In secondo luogo, l’Europa non ha ancora formulato una visione chiara rispetto a come intende coinvolgere la Cina nella governance globale dell’intelligenza artificiale. Il governo cinese ha elaborato e applica normative IA che sono a oggi tra le più ambiziose su scala mondiale. Persegue una diplomazia dell’intelligenza artificiale proattiva a due vie, focalizzata contemporaneamente sul posizionamento della Cina come leader dei paesi in via di sviluppo e sul dialogo con l’Occidente per affrontare preoccupazioni comuni sulla sicurezza e su possibili rischi catastrofici.

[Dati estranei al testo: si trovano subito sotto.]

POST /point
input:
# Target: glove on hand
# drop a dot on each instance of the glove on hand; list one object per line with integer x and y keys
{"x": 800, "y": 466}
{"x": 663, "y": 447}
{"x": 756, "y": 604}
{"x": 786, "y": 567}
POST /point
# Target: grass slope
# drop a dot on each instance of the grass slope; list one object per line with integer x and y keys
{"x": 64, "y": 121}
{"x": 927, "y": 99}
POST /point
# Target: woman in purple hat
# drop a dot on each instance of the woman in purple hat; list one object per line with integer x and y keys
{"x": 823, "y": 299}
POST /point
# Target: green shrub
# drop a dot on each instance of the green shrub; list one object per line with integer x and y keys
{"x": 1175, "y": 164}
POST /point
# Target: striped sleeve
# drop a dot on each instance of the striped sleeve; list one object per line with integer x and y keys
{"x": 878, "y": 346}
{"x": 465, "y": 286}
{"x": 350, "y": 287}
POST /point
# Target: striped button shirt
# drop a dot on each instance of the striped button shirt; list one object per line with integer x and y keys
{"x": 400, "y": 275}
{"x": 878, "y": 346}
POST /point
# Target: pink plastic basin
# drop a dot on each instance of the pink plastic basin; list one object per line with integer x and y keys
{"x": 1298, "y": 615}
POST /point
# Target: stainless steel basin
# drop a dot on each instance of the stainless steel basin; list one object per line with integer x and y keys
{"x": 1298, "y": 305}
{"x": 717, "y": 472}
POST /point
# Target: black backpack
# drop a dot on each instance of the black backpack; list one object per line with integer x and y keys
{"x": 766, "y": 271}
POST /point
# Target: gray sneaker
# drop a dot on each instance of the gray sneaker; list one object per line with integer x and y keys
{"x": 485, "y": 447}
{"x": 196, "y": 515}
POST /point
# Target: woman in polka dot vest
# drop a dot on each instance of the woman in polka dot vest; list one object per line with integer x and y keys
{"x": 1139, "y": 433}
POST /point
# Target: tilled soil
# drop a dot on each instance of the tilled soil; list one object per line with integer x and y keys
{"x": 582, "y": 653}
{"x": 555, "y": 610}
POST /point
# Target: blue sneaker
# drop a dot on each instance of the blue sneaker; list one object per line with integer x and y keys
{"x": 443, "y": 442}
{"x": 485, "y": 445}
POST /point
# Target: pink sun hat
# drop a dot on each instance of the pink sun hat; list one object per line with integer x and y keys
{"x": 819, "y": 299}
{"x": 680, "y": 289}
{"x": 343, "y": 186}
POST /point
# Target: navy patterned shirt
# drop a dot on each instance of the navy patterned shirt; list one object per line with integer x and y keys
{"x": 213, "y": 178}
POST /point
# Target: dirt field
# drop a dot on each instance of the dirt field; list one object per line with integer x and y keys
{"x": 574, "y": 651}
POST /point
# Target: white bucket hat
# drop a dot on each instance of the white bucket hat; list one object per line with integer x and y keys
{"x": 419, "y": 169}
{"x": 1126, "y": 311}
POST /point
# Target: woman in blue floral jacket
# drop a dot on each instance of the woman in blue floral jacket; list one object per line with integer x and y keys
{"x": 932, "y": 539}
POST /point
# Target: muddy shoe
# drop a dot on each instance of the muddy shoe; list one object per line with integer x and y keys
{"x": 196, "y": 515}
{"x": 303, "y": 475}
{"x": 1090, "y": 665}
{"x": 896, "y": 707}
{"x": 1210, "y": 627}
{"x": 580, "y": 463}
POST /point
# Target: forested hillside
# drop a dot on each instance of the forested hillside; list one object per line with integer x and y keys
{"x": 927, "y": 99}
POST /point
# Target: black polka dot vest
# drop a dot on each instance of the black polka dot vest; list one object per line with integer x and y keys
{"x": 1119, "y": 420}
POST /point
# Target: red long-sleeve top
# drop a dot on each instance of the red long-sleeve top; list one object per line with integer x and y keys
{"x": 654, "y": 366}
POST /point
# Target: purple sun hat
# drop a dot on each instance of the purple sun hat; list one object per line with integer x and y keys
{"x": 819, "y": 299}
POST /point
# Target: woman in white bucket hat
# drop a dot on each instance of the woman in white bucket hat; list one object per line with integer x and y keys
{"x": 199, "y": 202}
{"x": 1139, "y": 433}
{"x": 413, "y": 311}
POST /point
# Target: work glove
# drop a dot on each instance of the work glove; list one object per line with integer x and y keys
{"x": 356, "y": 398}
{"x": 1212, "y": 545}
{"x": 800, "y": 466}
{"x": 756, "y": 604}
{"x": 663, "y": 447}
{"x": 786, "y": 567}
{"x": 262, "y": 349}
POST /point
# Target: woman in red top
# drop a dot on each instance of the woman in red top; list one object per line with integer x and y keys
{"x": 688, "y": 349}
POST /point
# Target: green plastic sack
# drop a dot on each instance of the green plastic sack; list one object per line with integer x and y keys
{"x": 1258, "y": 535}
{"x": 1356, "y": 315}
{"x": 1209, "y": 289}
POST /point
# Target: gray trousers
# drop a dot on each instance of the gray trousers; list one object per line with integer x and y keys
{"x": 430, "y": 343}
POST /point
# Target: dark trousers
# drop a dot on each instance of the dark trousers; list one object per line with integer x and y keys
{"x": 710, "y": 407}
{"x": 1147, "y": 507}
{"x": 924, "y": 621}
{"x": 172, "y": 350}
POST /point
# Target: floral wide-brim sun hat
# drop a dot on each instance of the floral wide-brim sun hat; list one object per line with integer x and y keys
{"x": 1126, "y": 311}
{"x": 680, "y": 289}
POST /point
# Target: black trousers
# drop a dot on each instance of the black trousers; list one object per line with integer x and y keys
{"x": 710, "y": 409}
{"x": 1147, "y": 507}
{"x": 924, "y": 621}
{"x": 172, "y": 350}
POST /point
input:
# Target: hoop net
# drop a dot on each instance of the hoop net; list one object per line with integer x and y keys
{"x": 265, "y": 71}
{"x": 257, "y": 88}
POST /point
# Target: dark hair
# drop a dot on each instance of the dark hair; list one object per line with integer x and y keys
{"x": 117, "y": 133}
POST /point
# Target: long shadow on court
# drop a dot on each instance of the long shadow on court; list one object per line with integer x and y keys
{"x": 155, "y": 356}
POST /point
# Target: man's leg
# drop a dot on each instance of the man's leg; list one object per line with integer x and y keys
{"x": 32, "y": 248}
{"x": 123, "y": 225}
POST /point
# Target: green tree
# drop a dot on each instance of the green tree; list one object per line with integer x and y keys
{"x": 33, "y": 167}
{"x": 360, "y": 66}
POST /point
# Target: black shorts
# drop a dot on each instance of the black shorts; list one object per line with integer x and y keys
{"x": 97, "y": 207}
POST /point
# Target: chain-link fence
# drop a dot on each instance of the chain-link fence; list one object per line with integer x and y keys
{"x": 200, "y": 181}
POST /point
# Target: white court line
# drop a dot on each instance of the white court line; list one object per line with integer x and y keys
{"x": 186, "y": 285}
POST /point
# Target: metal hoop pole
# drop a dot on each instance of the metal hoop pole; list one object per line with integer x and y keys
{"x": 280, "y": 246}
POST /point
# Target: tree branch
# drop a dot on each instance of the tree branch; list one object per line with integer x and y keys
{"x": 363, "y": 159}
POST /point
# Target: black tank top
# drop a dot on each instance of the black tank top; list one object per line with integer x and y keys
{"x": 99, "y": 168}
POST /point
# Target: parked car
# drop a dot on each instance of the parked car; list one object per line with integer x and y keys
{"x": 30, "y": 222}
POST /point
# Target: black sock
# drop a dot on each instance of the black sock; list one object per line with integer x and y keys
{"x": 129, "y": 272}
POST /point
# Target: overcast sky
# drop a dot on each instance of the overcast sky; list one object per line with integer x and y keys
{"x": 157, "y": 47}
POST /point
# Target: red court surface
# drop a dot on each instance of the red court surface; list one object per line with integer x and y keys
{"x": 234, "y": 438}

Sono inoltre in corso colloqui bilaterali con gli Stati Uniti sui rischi dell’IA, nonostante le divergenze.

 

Inoltre, la Cina ha cofirmato la Dichiarazione di Bletchley, frutto dell’AI Safety Summit ospitato dal Regno Unito nell’autunno del 2023. Tuttavia, con poche eccezioni, l’UE ha mostrato ben poco interesse a guardare oltre le differenze politiche e ideologiche per comprendere meglio e ingaggiare selettivamente l’approccio cinese alla regolamentazione di questo insieme di tecnologie potente e trasformativo.